Nous avons vu plus haut (chapitre XIV, § Ier), quelle importance Louis XIV et Colbert attachaient à la circulation par les rivières. L'Ordonnance des eaux et forêts en témoigne par plusieurs dispositions remarquables. Les grands maîtres visiteront nos rivières navigables et flottables, ensemble les routes, pêcheries et moulins, pour connaître s'il y a des entreprises ou usurpations qui puissent empêcher la navigation et le flottage (titre III, art. 23). Plus loin, le roi se déclare propriétaire de tous les fleuves et rivières portant bateau de leur fond, nonobstant tout titre et possession contraire. Nul, soit propriétaire ou engagiste, ne pourra faire moulins, batardeaux, écluses, gords, pertuis, murs, plants d'arbres, amas de pierre ou de terre ; ou aucun empêchement nuisible au cours de l'eau, dans les rivières flottables et navigables, ni même y jeter aucune ordure ou immondice, ou les amasser sur les quais et berges, à peine d'amende arbitraire (titre XXVII). Enfin sont supprimés tous les droits établis depuis cent ans sur les rivières, et défense est faite de les lever, à peine d'exaction et de répétition du quadruple, au profit des marchands et passants, contre les seigneurs et leurs fermiers (titre XXIX).

Ce désir d'assurer plus de facilité au commerce comme à la police publique inspire encore les dispositions relatives à la confection de nouvelles routes à travers les forêts, et l'établissement de croix, poteaux ou pyramides aux angles des places croisées, biviaires, triviaires, avec inscription ou marque apparente du lieu où chaque chemin conduit. Les frais seront à la charge du roi dans ses forêts, et dans les autres à la charge des villes voisines et intéressées. Quiconque osera rompre, emporter, biffer ou lacérer ces croix et marques, sera passible d'une amende de trois cents livres et de punition exemplaire (titre XXVIII). Le commentateur déjà cité remarque ici que l'invention de Louis XIV, par son utilité pratique, était bien supérieure aux bornes milliaires de Caïus Gracchus, qui n'avaient d'autre usage que de calculer la longueur du chemin.

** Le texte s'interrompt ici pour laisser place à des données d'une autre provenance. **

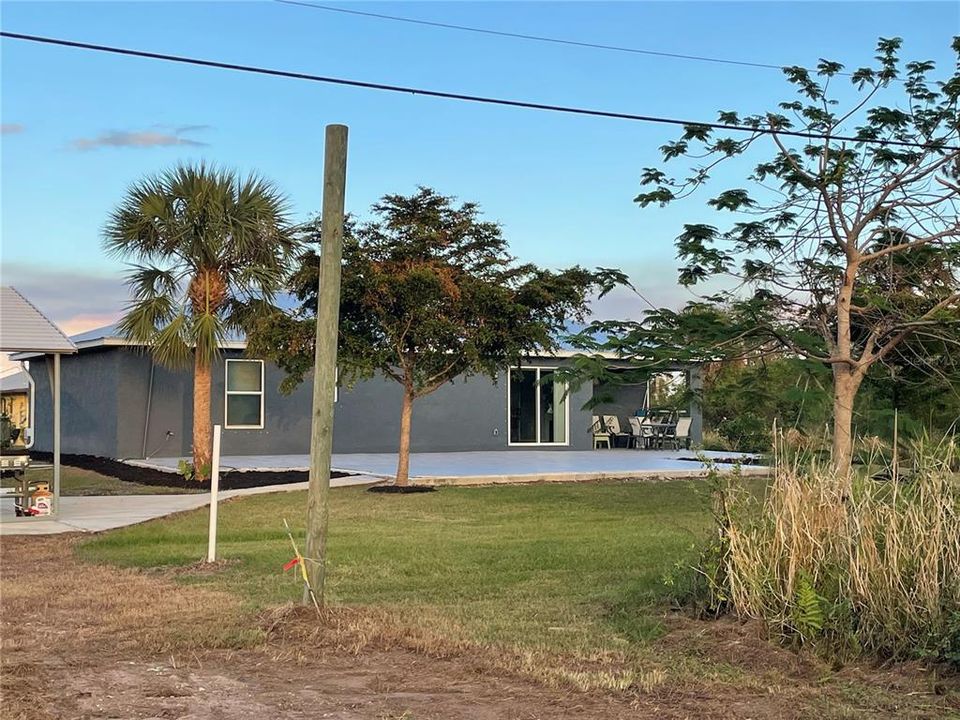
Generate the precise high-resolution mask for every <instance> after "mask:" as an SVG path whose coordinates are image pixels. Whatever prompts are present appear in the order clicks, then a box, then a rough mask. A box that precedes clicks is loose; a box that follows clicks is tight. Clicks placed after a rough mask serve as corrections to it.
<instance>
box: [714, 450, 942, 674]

La chasse et la pèche avaient une place forcée dans une réglementation générale des bois et des cours d'eau. Rien n'est changé aux privilèges et aux interdictions qui ont régi jusque-là ces matières. La pêche et la chasse demeurent le privilège des seigneurs ecclésiastiques et laïques. La pêche n'est permise, dans les rivières flottables, qu'aux maitres pécheurs reçus, et, dans les eaux qui appartiennent aux communes, à des adjudicataires qui en payent la ferme au profit des services communs (titre XXXI et XXV). La chasse continue d'être interdite aux marchands, artisans, bourgeois et habitants des villes, bourgs, paroisses et hameaux, aux paysans et routiers, à tous ceux qui ne possèdent pas de fief, seigneurie et haute justice (titre XXX). Le commentateur ne trouve rien que de raisonnable dans ces dispositions. Selon lui, la passion de la pèche, aussi violente que celle de la chasse, pousse. à la fainéantise ceux qui ont besoin de travailler. La chasse, sans danger pour des gentilshommes qui ont du temps à perdre, nuirait à la culture des terres, au commerce, au travail des manufactures, si les paysans, les marchands et les artisans avaient la liberté d'en prendre le plaisir. N'est-ce pas là une réminiscence des sentiments, bien connus, de Colbert et de Louis XIV contre la fainéantise de certaines populations, et de leur fermeté à recommander et à maintenir les habitudes laborieuses. Il se pourrait bien que cette pensée d'utilité sociale eût été pour quelque chose dans la conservation d'un privilège nobiliaire. Mais si l'Ordonnance des eaux et forêts ne fit pas disparaitre une distinction de classes bout le souvenir seul est encore odieux aujourd'hui, elle se distingua par un grand acte d'humanité en supprimant une coutume barbare. Elle laissa subsister contre les délits de chasse la peine de l'amende, du, carcan et du bannissement temporaire, mais elle abolit la peine de mort, de quelque qualité que fût la contravention, s'il n'y avait pas d'autre crime mêlé qui méritât le dernier supplice (titre XXX). Par là, elle occupe le premier rang dans les progrès de la législation au XVIIe siècle.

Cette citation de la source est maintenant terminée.